The report comes at a confusing time for the UK pharma industry, its future clouded by the many uncertainties of Brexit.
Theresa May’s government has stressed that the life sciences sector is one of UK’s most important, but new budget control measures enforced by NHS England are causing consternation in the pharma industry.
The key UK pricing agreement, the PPRS , is due to renewal from December 2018, and many pharma companies have expressed their dissatisfaction with the system, which has capped spending but not delivered on promises to accelerate new medicines uptake.
Meanwhile the next few months are due to see the Government belatedly publish its response to the Accelerated Access Review, while Sir John Bell is set to unveil the Life Sciences strategy.
Commenting on the report, Barak Palatchi, Oncology General Manager, Novartis UK & Ireland, indicated that outcomes-based reimbursement was the way forward.

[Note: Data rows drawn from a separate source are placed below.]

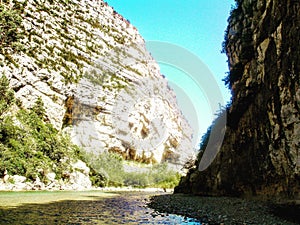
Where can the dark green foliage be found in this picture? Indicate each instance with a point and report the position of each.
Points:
(29, 146)
(110, 166)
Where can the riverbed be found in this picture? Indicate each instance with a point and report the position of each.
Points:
(137, 207)
(90, 207)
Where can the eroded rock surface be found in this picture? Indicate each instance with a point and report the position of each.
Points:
(260, 153)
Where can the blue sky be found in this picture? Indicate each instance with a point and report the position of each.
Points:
(195, 25)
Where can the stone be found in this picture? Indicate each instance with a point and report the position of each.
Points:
(260, 152)
(98, 59)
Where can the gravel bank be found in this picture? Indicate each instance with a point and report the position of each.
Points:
(226, 210)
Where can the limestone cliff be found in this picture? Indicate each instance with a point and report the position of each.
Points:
(96, 79)
(260, 152)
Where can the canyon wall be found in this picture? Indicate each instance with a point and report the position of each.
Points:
(260, 152)
(97, 80)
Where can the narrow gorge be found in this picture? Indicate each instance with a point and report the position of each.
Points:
(260, 152)
(90, 69)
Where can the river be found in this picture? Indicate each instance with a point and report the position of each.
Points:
(91, 207)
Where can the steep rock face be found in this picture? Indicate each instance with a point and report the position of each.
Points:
(260, 152)
(97, 81)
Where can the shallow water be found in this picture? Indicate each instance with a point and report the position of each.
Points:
(82, 208)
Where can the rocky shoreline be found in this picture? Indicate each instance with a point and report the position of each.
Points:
(227, 210)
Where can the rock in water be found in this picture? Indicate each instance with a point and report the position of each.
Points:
(97, 80)
(260, 152)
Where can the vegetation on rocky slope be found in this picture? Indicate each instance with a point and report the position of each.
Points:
(260, 151)
(29, 145)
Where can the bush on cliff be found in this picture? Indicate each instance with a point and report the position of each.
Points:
(29, 146)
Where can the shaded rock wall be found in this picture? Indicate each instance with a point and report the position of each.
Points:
(260, 153)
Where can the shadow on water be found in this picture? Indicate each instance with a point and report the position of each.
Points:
(123, 208)
(227, 210)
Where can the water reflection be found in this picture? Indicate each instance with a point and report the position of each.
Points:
(123, 208)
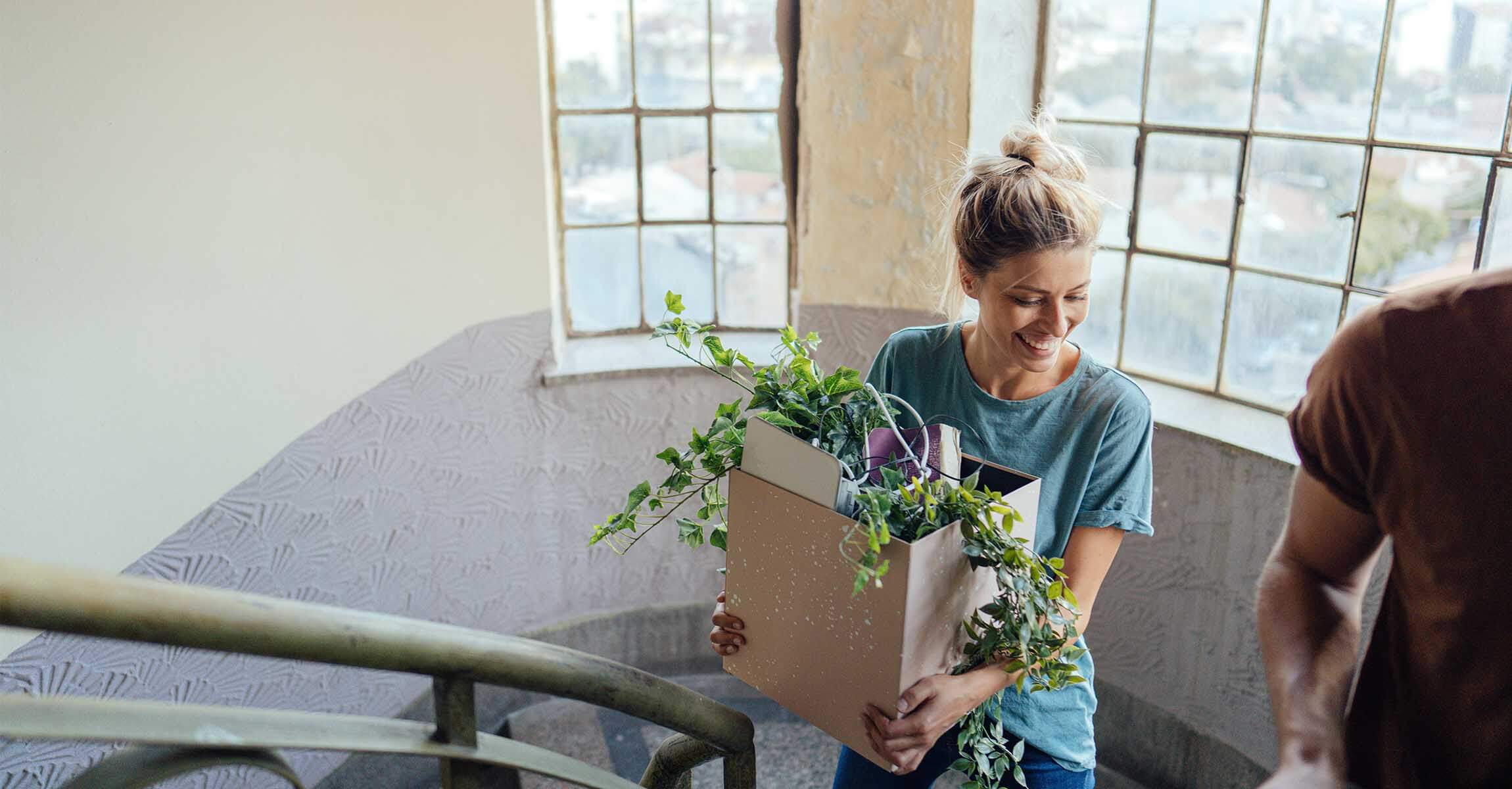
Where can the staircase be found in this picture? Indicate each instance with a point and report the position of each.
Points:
(790, 753)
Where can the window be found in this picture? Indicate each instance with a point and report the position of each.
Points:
(1275, 167)
(669, 165)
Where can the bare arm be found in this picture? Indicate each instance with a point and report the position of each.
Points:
(1311, 592)
(935, 704)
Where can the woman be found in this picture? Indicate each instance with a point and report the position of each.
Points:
(1022, 229)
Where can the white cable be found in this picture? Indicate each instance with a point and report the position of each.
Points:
(908, 448)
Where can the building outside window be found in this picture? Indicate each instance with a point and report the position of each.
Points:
(1275, 167)
(669, 165)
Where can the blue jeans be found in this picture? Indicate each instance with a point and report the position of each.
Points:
(855, 771)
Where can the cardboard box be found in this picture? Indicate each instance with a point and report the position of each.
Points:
(815, 649)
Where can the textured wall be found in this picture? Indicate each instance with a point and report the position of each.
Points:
(1175, 621)
(884, 100)
(1003, 53)
(223, 221)
(459, 490)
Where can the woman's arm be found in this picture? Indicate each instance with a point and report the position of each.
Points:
(935, 704)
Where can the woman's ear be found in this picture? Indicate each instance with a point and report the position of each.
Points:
(968, 283)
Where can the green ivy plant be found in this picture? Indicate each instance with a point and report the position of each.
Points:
(793, 393)
(1029, 628)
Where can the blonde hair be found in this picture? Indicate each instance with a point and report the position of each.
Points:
(1030, 199)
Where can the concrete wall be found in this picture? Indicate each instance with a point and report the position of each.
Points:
(884, 118)
(457, 490)
(223, 221)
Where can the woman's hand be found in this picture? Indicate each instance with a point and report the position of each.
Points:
(724, 636)
(1306, 776)
(928, 709)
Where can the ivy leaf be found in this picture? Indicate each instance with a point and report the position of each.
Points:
(690, 533)
(638, 494)
(841, 381)
(803, 368)
(778, 418)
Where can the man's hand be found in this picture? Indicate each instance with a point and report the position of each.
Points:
(928, 709)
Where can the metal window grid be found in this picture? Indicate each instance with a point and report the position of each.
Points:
(1500, 165)
(637, 112)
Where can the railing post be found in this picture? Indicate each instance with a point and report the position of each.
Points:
(740, 770)
(457, 725)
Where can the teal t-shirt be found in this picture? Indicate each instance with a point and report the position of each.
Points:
(1087, 441)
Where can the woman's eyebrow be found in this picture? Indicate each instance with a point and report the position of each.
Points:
(1042, 291)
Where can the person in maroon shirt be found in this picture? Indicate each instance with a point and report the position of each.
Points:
(1407, 433)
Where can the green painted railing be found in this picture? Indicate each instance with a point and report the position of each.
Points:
(179, 738)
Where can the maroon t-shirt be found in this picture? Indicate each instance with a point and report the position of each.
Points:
(1408, 418)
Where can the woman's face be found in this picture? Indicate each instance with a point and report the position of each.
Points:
(1030, 302)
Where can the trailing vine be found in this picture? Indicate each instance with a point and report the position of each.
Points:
(1030, 626)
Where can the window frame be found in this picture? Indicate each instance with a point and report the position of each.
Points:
(1499, 167)
(782, 110)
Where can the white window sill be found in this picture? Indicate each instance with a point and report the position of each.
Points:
(1215, 418)
(592, 358)
(588, 358)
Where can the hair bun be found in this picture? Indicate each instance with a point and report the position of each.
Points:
(1035, 145)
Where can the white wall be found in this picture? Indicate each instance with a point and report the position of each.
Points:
(223, 221)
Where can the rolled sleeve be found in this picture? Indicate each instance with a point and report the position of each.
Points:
(1121, 489)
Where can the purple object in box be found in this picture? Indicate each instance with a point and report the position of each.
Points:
(944, 445)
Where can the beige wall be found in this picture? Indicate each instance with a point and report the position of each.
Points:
(884, 100)
(223, 221)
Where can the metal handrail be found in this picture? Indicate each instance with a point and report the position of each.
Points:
(160, 613)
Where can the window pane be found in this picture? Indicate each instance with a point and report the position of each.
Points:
(679, 259)
(1204, 62)
(1294, 197)
(1449, 73)
(1100, 333)
(1499, 233)
(1277, 331)
(1110, 171)
(1187, 194)
(753, 275)
(1097, 59)
(592, 39)
(672, 53)
(598, 167)
(1321, 66)
(674, 155)
(747, 73)
(747, 179)
(602, 279)
(1358, 302)
(1175, 320)
(1422, 218)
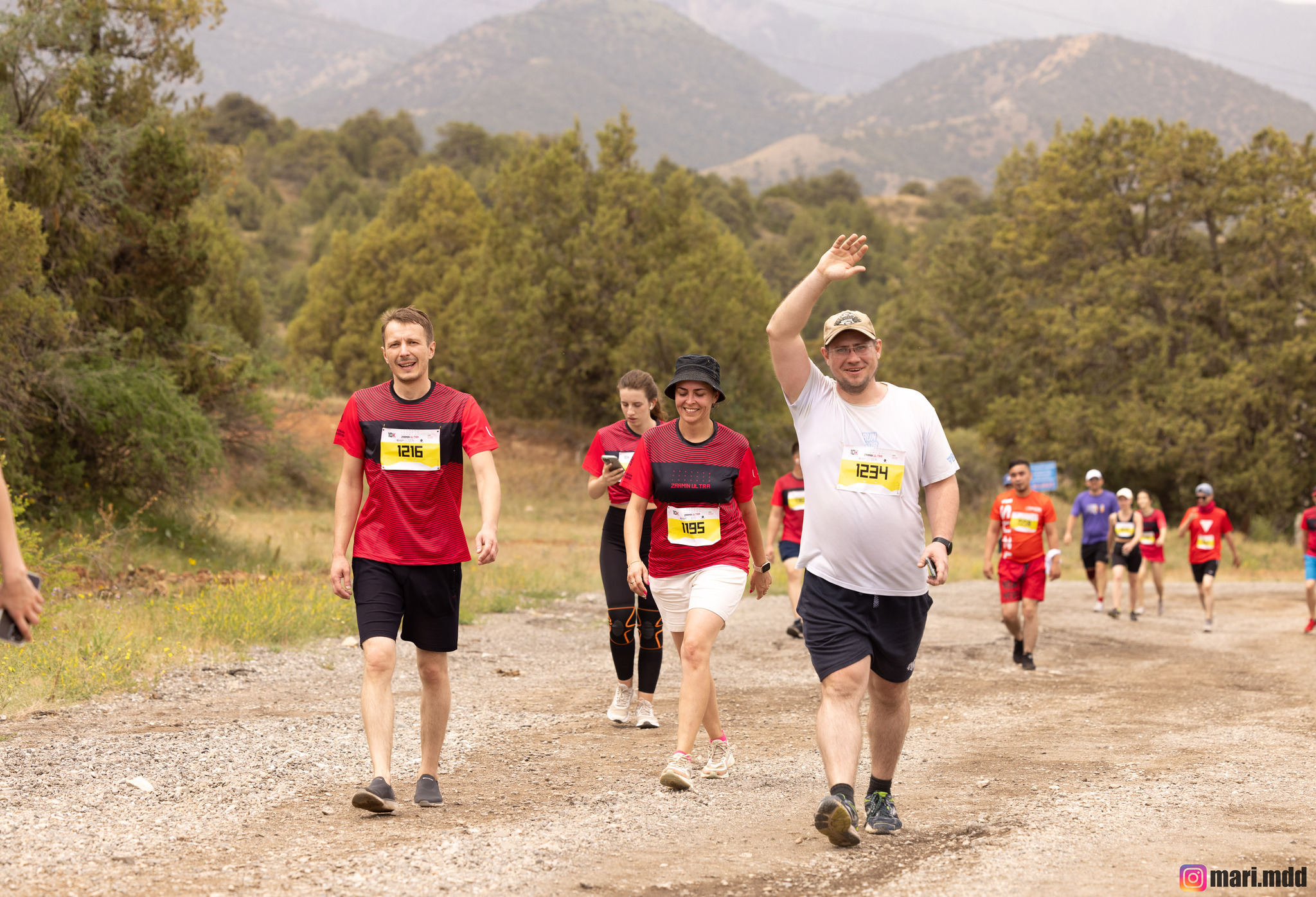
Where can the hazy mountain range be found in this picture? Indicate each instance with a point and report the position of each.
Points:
(708, 82)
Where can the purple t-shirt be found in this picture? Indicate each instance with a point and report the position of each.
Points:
(1095, 512)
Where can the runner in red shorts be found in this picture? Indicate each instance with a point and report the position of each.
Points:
(1155, 530)
(1019, 517)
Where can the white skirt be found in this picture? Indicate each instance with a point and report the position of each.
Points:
(718, 588)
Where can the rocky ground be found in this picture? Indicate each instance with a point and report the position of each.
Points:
(1134, 749)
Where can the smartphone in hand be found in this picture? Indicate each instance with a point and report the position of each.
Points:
(10, 630)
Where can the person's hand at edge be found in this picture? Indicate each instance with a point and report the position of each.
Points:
(938, 553)
(340, 576)
(637, 578)
(24, 603)
(486, 546)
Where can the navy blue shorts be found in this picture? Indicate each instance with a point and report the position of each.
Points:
(842, 626)
(423, 600)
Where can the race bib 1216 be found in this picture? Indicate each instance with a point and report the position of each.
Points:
(864, 468)
(694, 526)
(408, 450)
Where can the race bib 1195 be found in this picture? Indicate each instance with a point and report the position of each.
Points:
(408, 450)
(694, 526)
(864, 468)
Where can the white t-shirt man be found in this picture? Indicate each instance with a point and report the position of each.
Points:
(864, 530)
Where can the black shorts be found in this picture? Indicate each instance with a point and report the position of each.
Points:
(1094, 554)
(1134, 561)
(423, 600)
(842, 626)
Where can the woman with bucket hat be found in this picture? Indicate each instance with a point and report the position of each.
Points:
(702, 477)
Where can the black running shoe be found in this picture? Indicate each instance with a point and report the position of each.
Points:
(427, 792)
(835, 819)
(882, 813)
(377, 797)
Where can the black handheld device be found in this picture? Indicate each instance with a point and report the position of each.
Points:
(8, 629)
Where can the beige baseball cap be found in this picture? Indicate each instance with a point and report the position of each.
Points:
(848, 321)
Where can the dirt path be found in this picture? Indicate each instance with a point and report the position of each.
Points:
(1134, 749)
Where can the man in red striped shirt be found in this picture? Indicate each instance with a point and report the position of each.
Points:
(405, 437)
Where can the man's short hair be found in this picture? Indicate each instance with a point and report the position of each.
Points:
(409, 315)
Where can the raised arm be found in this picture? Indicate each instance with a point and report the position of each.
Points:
(790, 355)
(491, 506)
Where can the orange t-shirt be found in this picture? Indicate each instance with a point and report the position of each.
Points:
(1022, 522)
(1205, 531)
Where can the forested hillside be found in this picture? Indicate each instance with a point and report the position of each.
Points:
(1134, 296)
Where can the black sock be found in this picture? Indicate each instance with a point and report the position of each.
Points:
(878, 784)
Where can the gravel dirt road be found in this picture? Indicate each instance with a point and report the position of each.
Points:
(1134, 749)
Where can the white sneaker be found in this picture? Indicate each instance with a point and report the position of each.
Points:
(678, 772)
(720, 759)
(620, 709)
(645, 717)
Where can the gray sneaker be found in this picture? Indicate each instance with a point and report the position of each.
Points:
(882, 815)
(835, 819)
(427, 792)
(377, 797)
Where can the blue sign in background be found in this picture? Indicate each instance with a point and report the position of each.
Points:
(1045, 477)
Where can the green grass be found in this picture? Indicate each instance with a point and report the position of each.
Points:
(86, 646)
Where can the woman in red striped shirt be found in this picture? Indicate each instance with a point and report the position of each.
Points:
(702, 478)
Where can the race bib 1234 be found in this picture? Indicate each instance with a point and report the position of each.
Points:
(864, 468)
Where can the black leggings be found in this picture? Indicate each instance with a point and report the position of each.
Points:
(623, 616)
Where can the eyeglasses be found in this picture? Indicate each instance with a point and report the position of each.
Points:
(858, 349)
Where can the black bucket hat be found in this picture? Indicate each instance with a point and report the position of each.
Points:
(697, 368)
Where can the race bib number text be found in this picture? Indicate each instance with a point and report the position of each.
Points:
(864, 468)
(408, 450)
(694, 526)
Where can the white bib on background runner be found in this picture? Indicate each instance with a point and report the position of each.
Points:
(880, 471)
(694, 526)
(408, 450)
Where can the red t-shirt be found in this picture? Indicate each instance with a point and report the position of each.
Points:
(697, 488)
(1205, 531)
(1022, 522)
(615, 440)
(788, 495)
(414, 468)
(1152, 526)
(1310, 525)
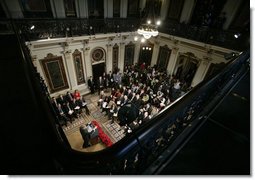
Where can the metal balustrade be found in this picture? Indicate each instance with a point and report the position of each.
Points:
(56, 28)
(137, 151)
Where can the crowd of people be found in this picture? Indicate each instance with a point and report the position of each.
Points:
(69, 106)
(148, 88)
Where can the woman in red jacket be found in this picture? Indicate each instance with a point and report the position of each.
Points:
(77, 95)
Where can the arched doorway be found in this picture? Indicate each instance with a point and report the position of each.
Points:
(186, 67)
(98, 62)
(145, 53)
(98, 70)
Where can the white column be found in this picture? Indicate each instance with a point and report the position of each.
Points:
(123, 8)
(154, 57)
(121, 57)
(53, 9)
(187, 10)
(87, 60)
(172, 61)
(142, 4)
(164, 9)
(200, 73)
(230, 8)
(108, 8)
(59, 8)
(109, 59)
(137, 51)
(14, 8)
(70, 69)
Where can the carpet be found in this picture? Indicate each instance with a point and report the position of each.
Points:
(114, 130)
(74, 126)
(97, 114)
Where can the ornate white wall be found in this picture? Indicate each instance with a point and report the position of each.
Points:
(64, 47)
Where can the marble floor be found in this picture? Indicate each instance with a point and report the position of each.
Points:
(114, 131)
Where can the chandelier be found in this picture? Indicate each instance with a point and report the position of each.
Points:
(150, 28)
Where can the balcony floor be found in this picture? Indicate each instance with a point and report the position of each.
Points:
(222, 145)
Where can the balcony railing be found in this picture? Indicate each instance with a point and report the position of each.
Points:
(137, 151)
(55, 28)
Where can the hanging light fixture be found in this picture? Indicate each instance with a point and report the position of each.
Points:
(149, 26)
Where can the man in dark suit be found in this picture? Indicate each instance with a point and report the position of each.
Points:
(85, 135)
(91, 85)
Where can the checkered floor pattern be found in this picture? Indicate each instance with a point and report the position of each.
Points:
(114, 130)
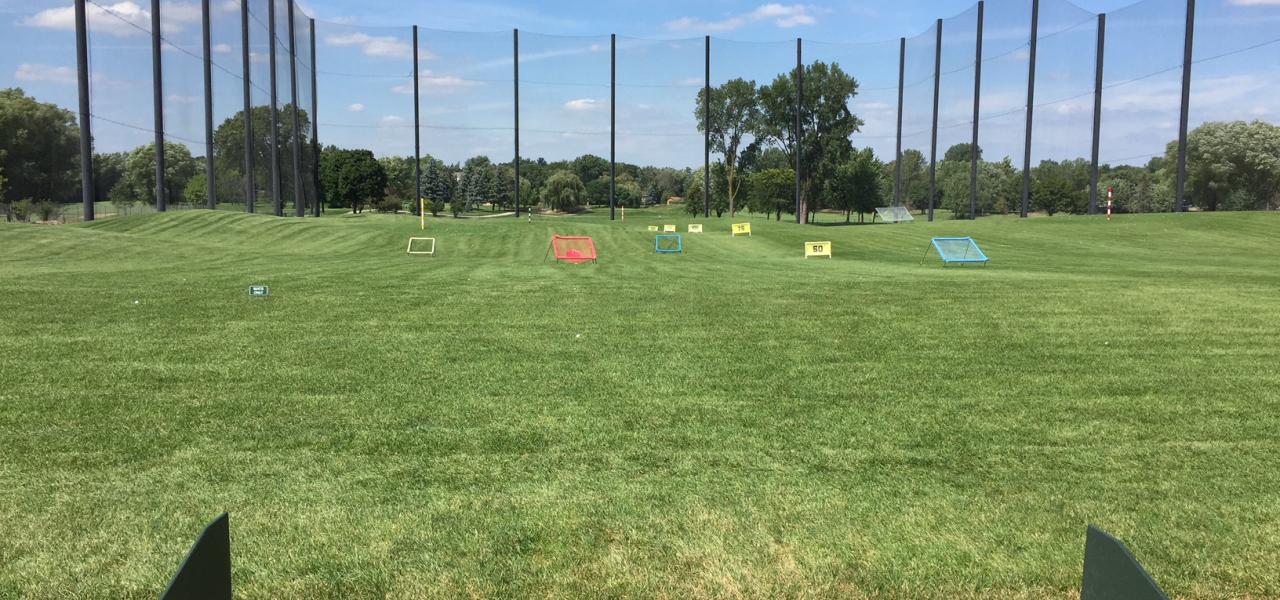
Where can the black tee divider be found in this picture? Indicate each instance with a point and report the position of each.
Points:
(206, 573)
(1111, 572)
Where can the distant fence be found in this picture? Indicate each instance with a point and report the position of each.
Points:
(246, 92)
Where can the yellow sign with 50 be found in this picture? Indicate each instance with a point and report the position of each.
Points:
(817, 248)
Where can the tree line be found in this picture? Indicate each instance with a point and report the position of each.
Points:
(1232, 165)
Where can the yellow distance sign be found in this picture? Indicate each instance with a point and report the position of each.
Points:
(817, 248)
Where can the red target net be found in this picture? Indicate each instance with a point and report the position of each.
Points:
(572, 248)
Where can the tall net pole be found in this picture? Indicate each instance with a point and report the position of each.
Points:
(977, 102)
(897, 151)
(315, 124)
(516, 87)
(82, 74)
(707, 132)
(933, 134)
(613, 123)
(277, 202)
(158, 100)
(210, 174)
(1097, 111)
(298, 202)
(250, 183)
(801, 216)
(1188, 46)
(1031, 110)
(417, 133)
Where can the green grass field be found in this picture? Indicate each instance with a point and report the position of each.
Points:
(732, 422)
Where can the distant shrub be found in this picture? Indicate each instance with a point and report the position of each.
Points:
(22, 209)
(389, 205)
(46, 210)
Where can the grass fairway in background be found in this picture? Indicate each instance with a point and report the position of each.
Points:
(732, 421)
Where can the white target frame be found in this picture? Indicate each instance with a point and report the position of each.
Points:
(428, 252)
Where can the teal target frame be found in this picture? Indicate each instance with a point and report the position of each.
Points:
(659, 247)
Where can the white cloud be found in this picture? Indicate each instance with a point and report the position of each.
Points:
(119, 19)
(45, 73)
(584, 105)
(376, 46)
(435, 83)
(785, 15)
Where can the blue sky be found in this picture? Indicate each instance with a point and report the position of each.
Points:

“We know that our health system is incredibly stretched. The NHS is being asked to do more with less funding, and patients are, rightly, demanding swift access to the effective, innovative treatments, they deserve. We need a different approach so the health system is sustainable, delivering better economic value over the long-term, and ensuring better patient outcomes”, said Barak Palatchi.
“We are working in partnership with the medical and patient communities to bring our science-based innovation and pioneering approach to deliver novel treatments to more people when they need them”, he concluded.
Novartis has pioneered outcomes-based payment in the US for its heart failure drug Entresto, with many other companies agreeing similar deals with health insurance companies there.
The report also gathers insights from Italy, which already uses two different outcomes-based agreements: since October 2012, there have been16 ‘Payments-by-Results’ deals and two ‘Risk Sharing’ contracts.
The UK industry association the ABPI is currently consulting with its members on what they want from the next PPRS agreement. It is far from certain that the industry would back a move to an entirely outcomes-based system, though there is growing appetite from the NHS and the industry for a much greater use of such mechanisms.